Why don't the big trading firms do this on Kalshi?
They do — on the large, high-volume markets. But institutional firms need to deploy millions of dollars to justify their overhead. A market with $50,000 total volume is too small for them to bother with. That's exactly where we focus: the "sweet spot" markets that are too small for hedge funds but large enough to generate meaningful returns for retail traders.
How much capital do I need?
We recommend starting with $500-$1,000 for your first month in live trading. This lets you validate the strategy with real money while limiting downside. Once you're comfortable and seeing consistent results, scaling to $5,000-$10,000 produces more meaningful returns. Our Kelly Criterion sizing automatically adjusts position sizes based on your bankroll.
What platform does this work on?
Currently we're building for Kalshi — a CFTC-regulated prediction market exchange that is 100% legal for US traders. Kalshi has a proper API that allows automated trading, which is essential for our system. We're also monitoring Robinhood's prediction market API as it matures.
What are the realistic returns?
Our paper trading system is currently showing +$114/day on $1,000 in paper capital. Live trading returns will differ due to real fills, fees, and market conditions. Conservative realistic expectation for live trading with $1,000 capital: $10-50/day in the first month as you learn the system. With $10,000 capital and a tuned strategy: $100-300/day is achievable. These are not guarantees — prediction market trading involves real financial risk.

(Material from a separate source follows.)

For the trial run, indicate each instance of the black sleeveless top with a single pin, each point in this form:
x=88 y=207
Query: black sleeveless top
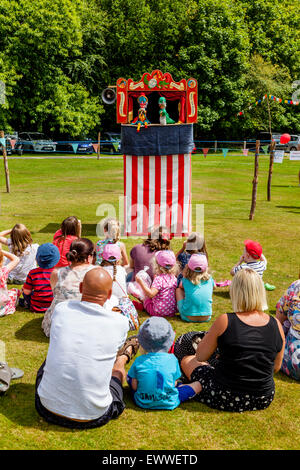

Do I need to monitor it constantly?
No. The system runs autonomously 24/7 on a cloud server. The VPIN kill switch handles emergency situations automatically. You'll receive Telegram alerts for important events (fills, stop losses, daily summaries) so you can stay informed without watching a screen. Most users check in once a day.
Is this legal in the United States?
Yes. Kalshi is regulated by the CFTC (Commodity Futures Trading Commission) and is fully legal for US traders. Automated trading on Kalshi via their API is explicitly permitted under their terms of service. We are not affiliated with Kalshi — we are an independent software tool that connects to their API.